Early campaign sticker of the Sweden Democrats using the Keep Sweden Swedish slogan.

Bevara Sverige Svenskt (/sv/; BSS; "Keep Sweden Swedish") was a far-right, nativist organisation based in Stockholm, Sweden and the precursor of the current Sweden Democrats political party; it also remains a slogan used by various Swedish nationalist parties. The stated objective of the BSS movement, and the aim of the slogan, was to initiate a debate in order to stop immigration by non-Europeans and repatriate non-ethnic Swedes. Inspiration came from the post-World War II fascist organisation Nysvenska Rörelsen created by Per Engdahl. The group was often violent.

Founded as a loosely organised network in 1979 by Leif Zeilon, and formalised as an organisation in 1983, BSS was involved with the populist Progress Party (Framstegspartiet) in 1986. This co-operation took place under the name Sweden Party (Sverigepartiet). This cooperation evolved into the Sweden Democrats (Sverigedemokraterna) (SD) in 1988.
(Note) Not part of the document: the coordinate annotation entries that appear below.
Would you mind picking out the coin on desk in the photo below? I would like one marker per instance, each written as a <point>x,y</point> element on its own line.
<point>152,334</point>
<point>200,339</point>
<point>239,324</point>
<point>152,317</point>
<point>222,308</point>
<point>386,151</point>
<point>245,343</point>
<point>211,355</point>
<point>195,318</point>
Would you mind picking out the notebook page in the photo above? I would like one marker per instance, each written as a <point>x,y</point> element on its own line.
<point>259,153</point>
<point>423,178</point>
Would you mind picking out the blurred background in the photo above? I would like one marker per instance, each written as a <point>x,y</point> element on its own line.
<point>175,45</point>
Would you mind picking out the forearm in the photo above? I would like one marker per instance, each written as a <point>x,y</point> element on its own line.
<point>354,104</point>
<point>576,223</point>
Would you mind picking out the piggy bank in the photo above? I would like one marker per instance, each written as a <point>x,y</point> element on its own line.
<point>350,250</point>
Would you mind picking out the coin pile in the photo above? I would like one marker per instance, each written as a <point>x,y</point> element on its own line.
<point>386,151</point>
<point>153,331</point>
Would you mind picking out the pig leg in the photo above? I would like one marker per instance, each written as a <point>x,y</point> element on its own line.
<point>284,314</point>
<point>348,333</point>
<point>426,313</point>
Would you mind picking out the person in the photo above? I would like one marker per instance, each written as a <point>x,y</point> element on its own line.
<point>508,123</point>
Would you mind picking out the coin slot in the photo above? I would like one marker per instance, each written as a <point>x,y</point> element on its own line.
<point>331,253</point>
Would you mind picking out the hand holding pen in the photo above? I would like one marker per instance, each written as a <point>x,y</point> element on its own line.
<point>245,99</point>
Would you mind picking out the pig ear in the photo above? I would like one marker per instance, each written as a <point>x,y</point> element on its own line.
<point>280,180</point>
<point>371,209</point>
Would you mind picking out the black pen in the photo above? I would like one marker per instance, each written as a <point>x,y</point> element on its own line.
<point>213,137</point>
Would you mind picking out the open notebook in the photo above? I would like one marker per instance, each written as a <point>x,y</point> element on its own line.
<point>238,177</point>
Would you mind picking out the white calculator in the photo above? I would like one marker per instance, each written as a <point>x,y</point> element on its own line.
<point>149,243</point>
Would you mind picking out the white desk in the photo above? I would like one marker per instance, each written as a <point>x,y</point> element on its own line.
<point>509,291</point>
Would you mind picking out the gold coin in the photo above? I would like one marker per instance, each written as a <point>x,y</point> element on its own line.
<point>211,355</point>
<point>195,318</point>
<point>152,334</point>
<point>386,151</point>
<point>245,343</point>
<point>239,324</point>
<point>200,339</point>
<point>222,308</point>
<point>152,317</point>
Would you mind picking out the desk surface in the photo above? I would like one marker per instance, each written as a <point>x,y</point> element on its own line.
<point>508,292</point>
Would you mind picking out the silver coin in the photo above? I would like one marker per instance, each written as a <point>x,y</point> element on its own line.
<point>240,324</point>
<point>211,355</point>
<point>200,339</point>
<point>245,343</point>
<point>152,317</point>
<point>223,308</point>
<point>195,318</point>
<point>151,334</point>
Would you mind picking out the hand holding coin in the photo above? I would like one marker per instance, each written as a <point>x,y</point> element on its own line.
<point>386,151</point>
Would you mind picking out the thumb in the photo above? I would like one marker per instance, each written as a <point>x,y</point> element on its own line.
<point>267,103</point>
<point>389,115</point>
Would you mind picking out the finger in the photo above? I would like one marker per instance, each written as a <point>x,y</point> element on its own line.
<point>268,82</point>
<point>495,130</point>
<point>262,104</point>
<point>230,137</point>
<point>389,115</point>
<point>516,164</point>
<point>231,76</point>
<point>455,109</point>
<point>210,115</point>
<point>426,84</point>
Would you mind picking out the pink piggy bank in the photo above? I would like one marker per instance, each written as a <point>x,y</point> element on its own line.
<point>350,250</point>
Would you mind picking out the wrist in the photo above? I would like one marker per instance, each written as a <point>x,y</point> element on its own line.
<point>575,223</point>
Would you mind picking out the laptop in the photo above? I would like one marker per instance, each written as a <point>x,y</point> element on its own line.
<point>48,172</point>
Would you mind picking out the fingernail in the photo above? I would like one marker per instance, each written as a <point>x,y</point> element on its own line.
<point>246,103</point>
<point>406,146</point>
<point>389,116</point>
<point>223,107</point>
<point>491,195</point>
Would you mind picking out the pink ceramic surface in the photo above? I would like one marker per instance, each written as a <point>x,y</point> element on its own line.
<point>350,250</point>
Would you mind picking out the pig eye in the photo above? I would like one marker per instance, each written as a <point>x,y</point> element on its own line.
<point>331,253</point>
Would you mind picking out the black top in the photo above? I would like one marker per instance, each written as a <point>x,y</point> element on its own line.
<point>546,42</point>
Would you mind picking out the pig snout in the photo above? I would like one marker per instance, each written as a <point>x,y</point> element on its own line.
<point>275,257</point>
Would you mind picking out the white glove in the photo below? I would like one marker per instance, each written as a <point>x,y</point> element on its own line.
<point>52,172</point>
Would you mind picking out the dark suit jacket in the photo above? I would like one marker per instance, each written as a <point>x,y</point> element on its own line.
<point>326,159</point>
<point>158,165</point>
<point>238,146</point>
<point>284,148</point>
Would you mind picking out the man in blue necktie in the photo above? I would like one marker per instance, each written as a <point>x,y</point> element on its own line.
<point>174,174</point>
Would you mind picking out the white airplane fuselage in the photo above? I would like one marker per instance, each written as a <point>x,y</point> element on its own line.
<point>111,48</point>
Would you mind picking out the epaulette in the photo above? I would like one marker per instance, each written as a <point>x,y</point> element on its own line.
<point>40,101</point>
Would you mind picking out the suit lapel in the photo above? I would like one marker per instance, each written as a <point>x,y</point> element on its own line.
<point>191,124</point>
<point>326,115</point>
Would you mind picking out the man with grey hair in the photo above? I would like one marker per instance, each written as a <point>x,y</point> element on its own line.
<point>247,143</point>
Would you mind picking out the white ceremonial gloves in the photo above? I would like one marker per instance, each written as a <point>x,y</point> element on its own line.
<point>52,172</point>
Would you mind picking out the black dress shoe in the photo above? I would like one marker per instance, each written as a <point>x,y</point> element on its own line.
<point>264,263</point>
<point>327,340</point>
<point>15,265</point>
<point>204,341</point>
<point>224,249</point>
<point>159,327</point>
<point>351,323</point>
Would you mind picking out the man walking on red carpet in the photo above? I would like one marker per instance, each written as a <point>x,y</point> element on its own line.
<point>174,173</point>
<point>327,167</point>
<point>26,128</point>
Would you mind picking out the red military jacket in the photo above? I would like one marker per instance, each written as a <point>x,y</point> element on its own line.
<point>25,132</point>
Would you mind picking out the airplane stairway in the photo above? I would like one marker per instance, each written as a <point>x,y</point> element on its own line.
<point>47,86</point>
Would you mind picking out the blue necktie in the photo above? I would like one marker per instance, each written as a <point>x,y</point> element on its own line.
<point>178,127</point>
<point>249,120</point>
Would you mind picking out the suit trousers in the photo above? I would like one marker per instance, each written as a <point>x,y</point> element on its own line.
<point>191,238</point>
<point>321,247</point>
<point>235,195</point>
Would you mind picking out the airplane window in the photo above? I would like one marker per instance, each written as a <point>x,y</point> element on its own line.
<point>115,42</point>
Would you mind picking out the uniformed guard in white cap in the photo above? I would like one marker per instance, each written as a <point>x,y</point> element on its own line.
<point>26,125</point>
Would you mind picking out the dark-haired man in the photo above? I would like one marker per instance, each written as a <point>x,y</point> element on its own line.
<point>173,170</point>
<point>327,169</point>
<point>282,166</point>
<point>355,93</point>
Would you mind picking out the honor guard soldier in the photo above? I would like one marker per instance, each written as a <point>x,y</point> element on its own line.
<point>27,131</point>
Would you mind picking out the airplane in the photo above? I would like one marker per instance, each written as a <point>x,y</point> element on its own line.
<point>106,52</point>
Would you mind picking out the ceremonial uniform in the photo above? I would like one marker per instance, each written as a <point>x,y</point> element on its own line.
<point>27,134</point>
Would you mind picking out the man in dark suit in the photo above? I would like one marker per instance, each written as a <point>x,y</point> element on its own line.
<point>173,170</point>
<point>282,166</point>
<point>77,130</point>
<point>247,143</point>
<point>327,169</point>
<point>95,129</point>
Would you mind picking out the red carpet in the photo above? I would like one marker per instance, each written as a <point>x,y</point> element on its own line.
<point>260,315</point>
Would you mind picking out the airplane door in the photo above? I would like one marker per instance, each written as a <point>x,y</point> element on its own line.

Claiming not to be racists, their often aggressive sticker campaigns arguably indicated otherwise with slogans such as "Låt inte din dotter bli en negerleksak" (Don't let your daughter become a negro toy) and "Negrer hotar sina offer" (Negros threaten their victims).

The slogan "Keep Sweden Swedish" was taken on by the Sweden Democrats and became prevalent during 2003–2004, when it was used for headlines in the party newspaper "SD Kuriren" and as a slogan on bumper stickers and T-shirts.